6. Getting a sense of action or motion
This can be quite challenging, as achieving the perfect frozen motion or motion blur is not easy. Use a tripod or apply a fast shutter speed above 1/100th of a second.
More Useful Tips and Tricks
Apart from the composition-focused tips given above, there are other things you also need to keep in mind and practice when shooting mountain landscape photos.
7. Where do you plan to shoot?
Do you prefer hard mountains or the softer ones? Do you fancy large boulders of rocks? Are you particular with the shape of the mountain? Should they be perfect cones? Or maybe you prefer snow-capped mountains? Decide first where you want to shoot and which mountain you want to focus on before you start your journey.
8. Consider the time and season
The light you’ll get will depend on your choice. For example, if you want an autumn-like effect on the mountains, the last weeks of September and first weeks of October would be perfect. This will give you the right amount of light. It is softer too.
If the mountain you plan to shoot is located near or above the Arctic Circle, it would be best to go in the winter season. Who knows? You just might capture the Northern Lights!
Although many prefer to shoot in the daytime, mountain photography is ideal at night, during the golden hour, or very early in the morning; when clouds swirl around the mountain’s tips and pinnacles.
9. Be at the location hours before the actual photoshoot.
This will give you ample time to go around and explore the place. If you can, spend at least a half a day scouting the location.
10. Don’t forget the Rule of Thirds
Ideally, the sky should take up only one third of the entire photo. The other thirds should be for the background and foreground (lower part). Use the grid view of your camera if it comes with one.
11. Include people and/or water in your images
Including people or a group of people can help you achieve an interesting perspective. Adding water to the picture, on the other hand, will give you extra points for composition. Water, any body of water at that, simply blends well with mountains.
12. Add some drama and emotions to your image
Who doesn’t want drama and emotions in photos? You can do this by adding fluffy clouds or a setting sun with its reflection in the water. To creatively convey emotions in mountain landscape photography, adjust the position or angle of the horizon. Placing it high will have a strong dramatic effect, while placing it a bit below the frame’s center will give off a lonely, sad effect.

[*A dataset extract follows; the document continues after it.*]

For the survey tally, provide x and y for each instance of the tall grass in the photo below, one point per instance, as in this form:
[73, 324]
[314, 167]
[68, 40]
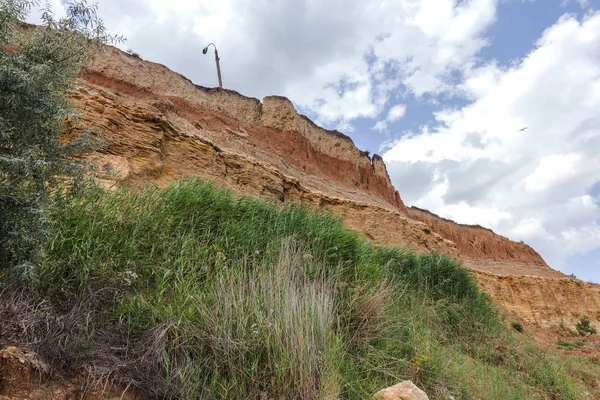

13. Add some negative space when necessary
Negative space is an empty or blank space in an image. It adds more meaning to your composition. Just make sure that the negative space isn’t too dark or too bright so it won’t grab the viewer’s attention away from the subject or main focus. For example, if you want a sad or moody effect, add some misty grey area beside a mountain peak.
Practice Makes Perfect
Yes, practice makes everything better and, eventually, perfect. So, go out and bring your camera. Explore mountainous landscapes and keep clicking!